Forum Moderators: martinibuster
We're building a local portal that will deal with about four distinct geographically specific themes/subjects in two different languages.
What I'm after is this: does google serve up site specific ads, or rather page specific ads?
The term 'page' and 'site' are used so loosely in this industry that I dont have this clear. That and the 'google.blogspace.com - try before you sell' adsense simulator have me confused..
The page on pagpipes has bagpipe chanter music ads on it (no kidding), the hotels page has ads for Scottish hotels and the golf page has ads for things like golf holidays in Scotland
They are well targeted for each page.
I might add that I also have pages for Colorado hotels, showing ads for Boston Hotels. But there seem to be fewer of these. Ie site specific rather than page specific
we put the code in a test page on a freelance work site - freelance writer jobs and other freelance sites came up. (site had freelance in the title)

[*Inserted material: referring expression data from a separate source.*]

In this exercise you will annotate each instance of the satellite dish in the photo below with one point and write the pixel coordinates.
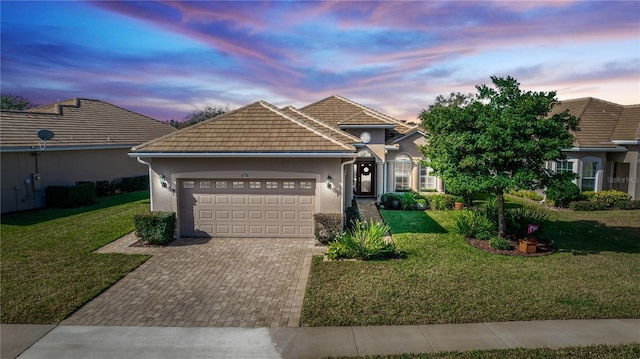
(45, 135)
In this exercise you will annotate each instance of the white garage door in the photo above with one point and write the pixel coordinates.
(241, 208)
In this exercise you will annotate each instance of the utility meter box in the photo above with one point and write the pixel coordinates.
(37, 183)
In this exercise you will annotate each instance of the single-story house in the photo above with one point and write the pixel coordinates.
(605, 151)
(90, 142)
(264, 171)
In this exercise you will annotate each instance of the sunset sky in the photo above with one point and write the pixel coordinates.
(163, 59)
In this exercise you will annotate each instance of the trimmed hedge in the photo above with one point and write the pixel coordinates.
(390, 200)
(327, 226)
(82, 194)
(155, 227)
(441, 201)
(610, 197)
(562, 192)
(532, 195)
(587, 205)
(122, 185)
(628, 205)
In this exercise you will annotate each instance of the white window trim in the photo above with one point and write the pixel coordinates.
(576, 168)
(597, 176)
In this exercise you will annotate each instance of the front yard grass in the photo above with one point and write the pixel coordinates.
(626, 351)
(48, 267)
(594, 274)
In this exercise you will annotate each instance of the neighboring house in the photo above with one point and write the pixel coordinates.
(605, 152)
(91, 141)
(264, 171)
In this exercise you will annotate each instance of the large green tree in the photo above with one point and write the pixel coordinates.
(496, 140)
(15, 102)
(199, 115)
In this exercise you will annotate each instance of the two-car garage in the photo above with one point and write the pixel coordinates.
(246, 207)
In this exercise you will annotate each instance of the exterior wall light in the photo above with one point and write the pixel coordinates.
(163, 181)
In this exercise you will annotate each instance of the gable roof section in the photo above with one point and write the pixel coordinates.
(320, 126)
(598, 120)
(77, 124)
(335, 109)
(628, 127)
(256, 128)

we put the same page on a work at home site - came up with freelance writing jobs again.
and again put the same page on a totally different server with no relevant keywords in the title - and it comes up with .org listings.

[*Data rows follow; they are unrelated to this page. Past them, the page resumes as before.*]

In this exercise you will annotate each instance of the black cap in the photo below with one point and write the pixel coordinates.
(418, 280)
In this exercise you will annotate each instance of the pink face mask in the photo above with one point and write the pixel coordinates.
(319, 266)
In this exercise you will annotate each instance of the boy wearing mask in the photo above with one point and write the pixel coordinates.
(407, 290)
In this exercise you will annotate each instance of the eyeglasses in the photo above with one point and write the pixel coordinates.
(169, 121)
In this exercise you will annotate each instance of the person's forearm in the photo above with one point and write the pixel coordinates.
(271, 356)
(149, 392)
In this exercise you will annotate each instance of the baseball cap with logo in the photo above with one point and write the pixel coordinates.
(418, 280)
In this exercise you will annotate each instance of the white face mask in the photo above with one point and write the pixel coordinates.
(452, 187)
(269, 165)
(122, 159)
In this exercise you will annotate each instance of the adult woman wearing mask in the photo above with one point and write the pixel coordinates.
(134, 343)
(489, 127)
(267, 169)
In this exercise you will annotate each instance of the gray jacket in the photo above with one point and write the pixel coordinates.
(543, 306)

hmm you say? well, heres the interesting fact. if you put gadtester.htm?test=shirts then ads for shirts come up. Even if the site body is tweaked to have all information about working at home.
if gadtester.htm?test=jobs is done, then career and work sites come up.

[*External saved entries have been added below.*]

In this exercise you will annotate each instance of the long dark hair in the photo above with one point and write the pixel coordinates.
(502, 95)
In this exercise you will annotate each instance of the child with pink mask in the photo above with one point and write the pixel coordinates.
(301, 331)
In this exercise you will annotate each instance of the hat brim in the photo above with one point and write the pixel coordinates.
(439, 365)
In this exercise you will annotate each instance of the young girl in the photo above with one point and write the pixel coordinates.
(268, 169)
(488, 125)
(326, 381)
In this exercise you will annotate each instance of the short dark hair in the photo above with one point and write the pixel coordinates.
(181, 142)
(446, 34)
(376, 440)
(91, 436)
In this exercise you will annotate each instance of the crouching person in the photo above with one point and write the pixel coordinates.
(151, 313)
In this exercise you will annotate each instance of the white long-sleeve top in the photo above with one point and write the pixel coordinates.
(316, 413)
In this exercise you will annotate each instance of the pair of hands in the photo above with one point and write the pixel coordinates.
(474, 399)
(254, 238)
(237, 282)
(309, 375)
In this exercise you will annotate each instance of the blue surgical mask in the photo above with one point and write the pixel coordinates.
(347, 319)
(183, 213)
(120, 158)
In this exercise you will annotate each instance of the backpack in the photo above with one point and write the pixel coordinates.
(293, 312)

Any ideas from anyone else? Is it totally URL dependant? or just the file name. Seems it has nothing to do with the content of the page. If anything its a handy way to control what ads are going to be shown on your site.
Matt
I'd love to add to the chat, but, we had blank ads come up at first - meaning media bot had to come and visit, I think. Our URLs are descriptive, rewritten URLs, so for us, it could'a been one explanation of the other.
One thing is for sure though, we received page specific ads for the most part.
Also keep in mind that if you only have a few pages and only have a few days to compare, you will see spikes. There may be only two expensive ads, and your first pages were getting them. Or maybe one of those advertisers met their quota of clicks and the drop has nothing to do with your pages.
But does the price per click on one page affect the ppc on another page?
It should be irrelevant. Did your total earnings go up? If the ads on the other page are not as targeted and are not being clicked by visitors, it would cause your CTR rate to drop because there would be more ad impressions that for whatever reason aren't being clicked.
The new ads could have lower CPC than your other pages, so as both are clicked, it would cause your total CPC to adjust lower, even though you are getting some clicks worth more that your average CPC, as well as some worth lower. What the ads are worth on one particular page will have no bearing on what they are worth on another particular page on your site.
I would focus more on your total earnings, particularly when new pages aren't performing as well as others.
The first two days of a new page is site specific, however. The hurricane tracking page had industrial equipment for a few days, then switched to weather.